L’argomento è assai complesso, e investe tutto il sistema della giustizia.
A Pescara, per dire, i due rapinatori Alessia e Christian hanno potuto beneficiare degli effetti del decreto Svuotacarceri, che impedisce la custodia cautelare dietro le sbarre (salvo per reati più gravi) se si prevede che sarà  inflitta una pena non superiore ai tre anni alla fine del processo.
Per Alessia, che ha fatto da esca e ha drogato la sua vittima, è bastato l’obbligo di dimora a Pescara per un anno. Poi con il patteggiamento, le attenuanti generiche, il peso della fedina penale fino ad allora pulita, la sospensione condizionale della pena, i due rapinatori hanno chiuso la questione senza scontare neanche un giorno.
Un caso limite, certo. Quasi sempre infatti, i responsabili di rapine e furti nelle abitazioni che vengono presi in flagranza o a seguito di un’indagine, in carcere ci finiscono.
Il problema è che poi non ci rimangono quanto dovrebbero.

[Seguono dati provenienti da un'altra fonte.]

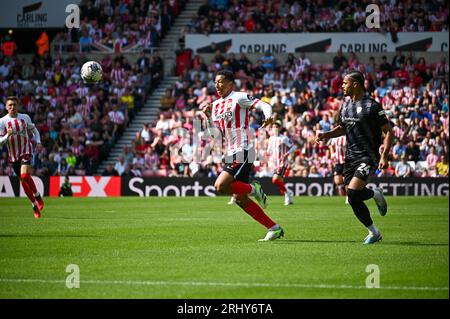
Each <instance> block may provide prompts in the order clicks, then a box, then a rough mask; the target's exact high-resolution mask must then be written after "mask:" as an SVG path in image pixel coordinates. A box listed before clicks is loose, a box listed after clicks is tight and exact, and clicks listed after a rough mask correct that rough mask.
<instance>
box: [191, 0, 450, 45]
mask: <svg viewBox="0 0 450 319" xmlns="http://www.w3.org/2000/svg"><path fill="white" fill-rule="evenodd" d="M369 4H377V5H378V7H379V9H380V15H379V17H380V27H381V28H380V29H368V28H367V26H366V23H365V20H366V12H365V10H366V7H367V6H368V5H369ZM411 31H419V32H422V31H448V1H443V0H431V1H426V0H420V1H414V2H413V1H410V0H377V1H373V0H359V1H348V0H317V1H313V0H305V1H297V0H295V1H294V0H271V1H260V0H246V1H239V0H231V1H228V0H209V1H208V0H205V1H204V3H203V5H202V6H201V7H200V8H199V10H198V12H197V15H195V16H194V17H192V19H191V21H190V22H189V23H188V24H187V25H186V28H185V32H187V33H202V34H210V33H258V32H259V33H262V32H269V33H272V32H391V33H392V34H393V36H395V34H396V33H397V32H411Z"/></svg>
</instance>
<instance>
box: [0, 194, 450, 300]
mask: <svg viewBox="0 0 450 319" xmlns="http://www.w3.org/2000/svg"><path fill="white" fill-rule="evenodd" d="M228 199H229V198H228V197H216V198H206V197H202V198H194V197H185V198H175V197H171V198H167V197H166V198H154V197H153V198H137V197H122V198H47V199H46V207H45V209H44V211H43V217H42V218H41V219H40V220H37V219H35V218H34V217H33V212H32V210H31V206H30V204H29V203H28V201H27V200H26V199H24V198H22V199H18V198H13V199H6V198H1V199H0V298H158V299H160V298H162V299H165V298H187V299H189V298H206V299H212V298H257V299H264V298H286V299H291V298H292V299H299V298H365V299H372V298H448V297H449V292H448V282H449V277H448V275H449V255H448V240H449V233H448V229H449V228H448V227H449V221H448V215H449V207H448V197H388V198H387V200H388V203H389V211H388V214H387V215H386V216H385V217H381V216H380V215H379V214H378V213H377V212H376V207H375V204H374V203H373V201H368V202H367V203H368V206H369V209H370V210H371V212H372V217H373V219H374V221H375V224H376V225H377V226H378V227H379V228H380V229H381V231H382V234H383V241H382V242H381V243H377V244H374V245H369V246H365V245H362V240H363V239H364V237H365V236H366V234H367V231H366V230H365V229H364V227H363V226H362V225H361V224H359V222H358V221H357V220H356V218H355V217H354V215H353V212H352V210H351V208H350V206H348V205H344V199H343V198H342V197H297V198H295V204H294V205H292V206H288V207H286V206H283V205H282V202H283V201H282V198H281V197H276V196H271V197H270V198H269V207H268V208H267V212H268V214H269V215H270V216H271V217H272V218H273V219H275V220H276V221H277V222H279V223H280V224H281V225H282V226H283V228H284V229H285V237H284V238H282V239H280V240H276V241H273V242H258V241H257V240H258V239H259V238H263V237H264V235H265V232H266V231H265V229H264V228H263V227H262V226H260V225H258V224H257V223H256V222H255V221H253V220H252V219H251V217H249V216H248V215H247V214H245V213H244V212H243V211H241V210H240V209H239V208H238V207H237V206H236V205H227V201H228ZM78 274H79V288H76V287H77V279H76V278H77V275H78ZM376 275H379V276H376ZM376 278H378V279H376ZM377 280H379V288H367V287H366V282H368V283H369V284H372V285H376V283H377ZM68 287H74V288H68Z"/></svg>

Alcuni dati ufficiali, e inediti, del Dipartimento dell’amministrazione penitenziaria dimostrano infatti che il richiamo dei sindaci alla certezza della pena non è poi così campato in aria.
Nel 2015 nel nostro Paese sono state arrestate 10.203 persone con l’accusa di rapina: la metà  di queste è già  uscita.

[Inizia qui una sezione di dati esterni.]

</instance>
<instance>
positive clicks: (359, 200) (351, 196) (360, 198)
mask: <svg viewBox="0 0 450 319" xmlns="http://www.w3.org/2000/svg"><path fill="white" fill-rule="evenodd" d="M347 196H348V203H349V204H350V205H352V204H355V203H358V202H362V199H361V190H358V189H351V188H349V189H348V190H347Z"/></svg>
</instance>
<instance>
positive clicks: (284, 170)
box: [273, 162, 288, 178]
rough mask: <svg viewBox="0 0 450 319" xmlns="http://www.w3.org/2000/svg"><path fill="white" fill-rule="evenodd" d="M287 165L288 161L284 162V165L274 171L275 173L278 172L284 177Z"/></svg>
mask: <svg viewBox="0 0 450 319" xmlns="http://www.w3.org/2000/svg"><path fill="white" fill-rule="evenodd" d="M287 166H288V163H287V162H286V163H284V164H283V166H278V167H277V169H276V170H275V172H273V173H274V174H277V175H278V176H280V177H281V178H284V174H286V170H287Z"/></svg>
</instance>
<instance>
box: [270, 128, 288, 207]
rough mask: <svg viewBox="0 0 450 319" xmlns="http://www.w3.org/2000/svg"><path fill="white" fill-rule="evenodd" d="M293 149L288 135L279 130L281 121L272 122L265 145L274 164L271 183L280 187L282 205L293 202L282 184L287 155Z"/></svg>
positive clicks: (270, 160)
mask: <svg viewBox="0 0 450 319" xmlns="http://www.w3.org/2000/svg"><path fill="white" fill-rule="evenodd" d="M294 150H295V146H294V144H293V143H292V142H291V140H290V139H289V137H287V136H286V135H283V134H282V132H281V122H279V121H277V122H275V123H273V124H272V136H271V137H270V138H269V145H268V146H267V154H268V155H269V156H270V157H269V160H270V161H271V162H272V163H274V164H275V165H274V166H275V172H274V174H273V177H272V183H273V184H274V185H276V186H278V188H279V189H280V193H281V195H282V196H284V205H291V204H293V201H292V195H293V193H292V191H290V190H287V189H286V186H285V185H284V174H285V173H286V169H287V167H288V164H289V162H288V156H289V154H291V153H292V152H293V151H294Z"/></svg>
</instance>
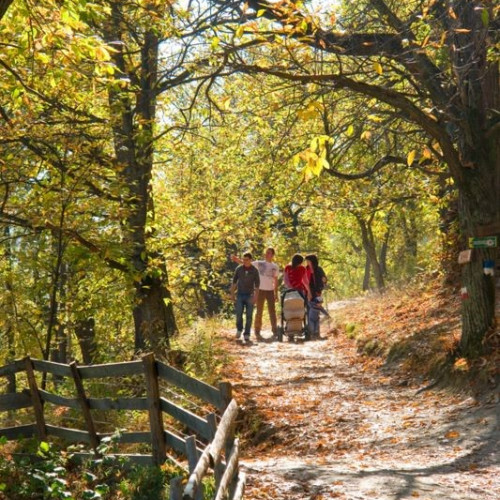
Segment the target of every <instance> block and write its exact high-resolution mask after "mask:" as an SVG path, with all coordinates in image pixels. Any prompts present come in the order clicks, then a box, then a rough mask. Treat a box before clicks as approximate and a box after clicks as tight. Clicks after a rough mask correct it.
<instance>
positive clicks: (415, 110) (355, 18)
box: [221, 0, 500, 357]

Ad oggi 3.573 sono state scarcerate per proscioglimento o decorrenza dei termini, che significa che gli indagati erano sottoposti a custodia cautelare per evitare che scappassero o ritornassero a rapinare, ma poichè il processo tardava ad arrivare, il magistrato li ha rimessi in libertà .
Altri 1.741 detenuti, invece, non sono più in cella perchè sono stati concessi loro i domiciliari o l’affidamento ai servizi sociali.
Sommando le due cifre, fa il 50 per cento. Uno su due.